Le capital-risque pour faire grandir ma start-up ?

Le capital-risque pour faire grandir ma start-up ?

Votre start-up a besoin d’argent frais ? Friends & family, crowdfunding, prêt bancaire, subsides... Les options ne manquent pas, mais à un moment ou à un autre, vous devrez peut-être ouvrir votre capital. En clair, faire entrer des investisseurs extérieurs, sans pour autant en passer par la Bourse. A partir de là, deux grandes possibilités : les Business Angels ou le capital-risque (Venture Capital).

Dans un cas comme dans l’autre, vous abandonnez une partie de votre libre-arbitre. Bien que souvent minoritaires, ces investisseurs prennent en effet des participations dans votre société. Ils ont donc leur mot à dire quant à son devenir, avec toujours un même objectif en ligne de mire : réaliser la plus-value la plus importante possible lors de la revente de leurs parts.

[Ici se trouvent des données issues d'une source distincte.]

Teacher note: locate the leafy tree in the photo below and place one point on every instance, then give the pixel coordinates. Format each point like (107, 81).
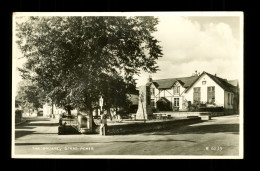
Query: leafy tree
(76, 59)
(29, 96)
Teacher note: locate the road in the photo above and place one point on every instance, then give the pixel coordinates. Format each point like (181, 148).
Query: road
(217, 137)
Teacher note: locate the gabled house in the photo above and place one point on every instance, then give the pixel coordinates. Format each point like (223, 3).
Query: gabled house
(179, 93)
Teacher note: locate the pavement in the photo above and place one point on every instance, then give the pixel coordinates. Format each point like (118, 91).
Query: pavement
(216, 137)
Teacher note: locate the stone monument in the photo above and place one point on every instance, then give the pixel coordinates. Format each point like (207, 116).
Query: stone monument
(144, 111)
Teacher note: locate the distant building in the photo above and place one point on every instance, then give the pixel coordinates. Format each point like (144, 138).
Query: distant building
(179, 93)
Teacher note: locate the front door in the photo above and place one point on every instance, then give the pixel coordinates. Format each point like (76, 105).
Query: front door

Business Angel vs capital-risque

Les points communs s’arrêtent là en revanche. Business Angels et capital-risque ne financent le même type de projets. Principale différence : le moment où ils interviennent. Si un BA est souvent présent dès le début de l’aventure, un fonds d’investissement, lui, préfèrera des entreprises déjà relativement bien établies. Et pour cause, contrairement au Business Angel, ce n’est pas son propre argent qu’il met sur la table, mais plutôt celui récolté auprès d’une série de personnes physiques ou morales. Il se doit donc d’être un peu plus prudent.

En revanche, puisqu’il s’appuie sur une multitude d’investisseurs justement, le montant apporté par un “capital-risqueur” est bien plus important. 1 million d’euros au minimum contre 200.000 au maximum pour un Business Angel s’il agit seul. Passée la phase de démarrage de la start-up, miser sur le capital-risque a donc plus de sens.

Dernière distinction enfin entre ces deux types d’investisseurs : leur rôle stratégique dans l’entreprise. Personnellement investi dans la société, le Business Angel aura souvent à cœur de partager son expérience en jouant les coachs, là où un fonds d’investissement réclamera plus un siège au conseil d’administration. C’est de là qu’il pourra influencer les décisions.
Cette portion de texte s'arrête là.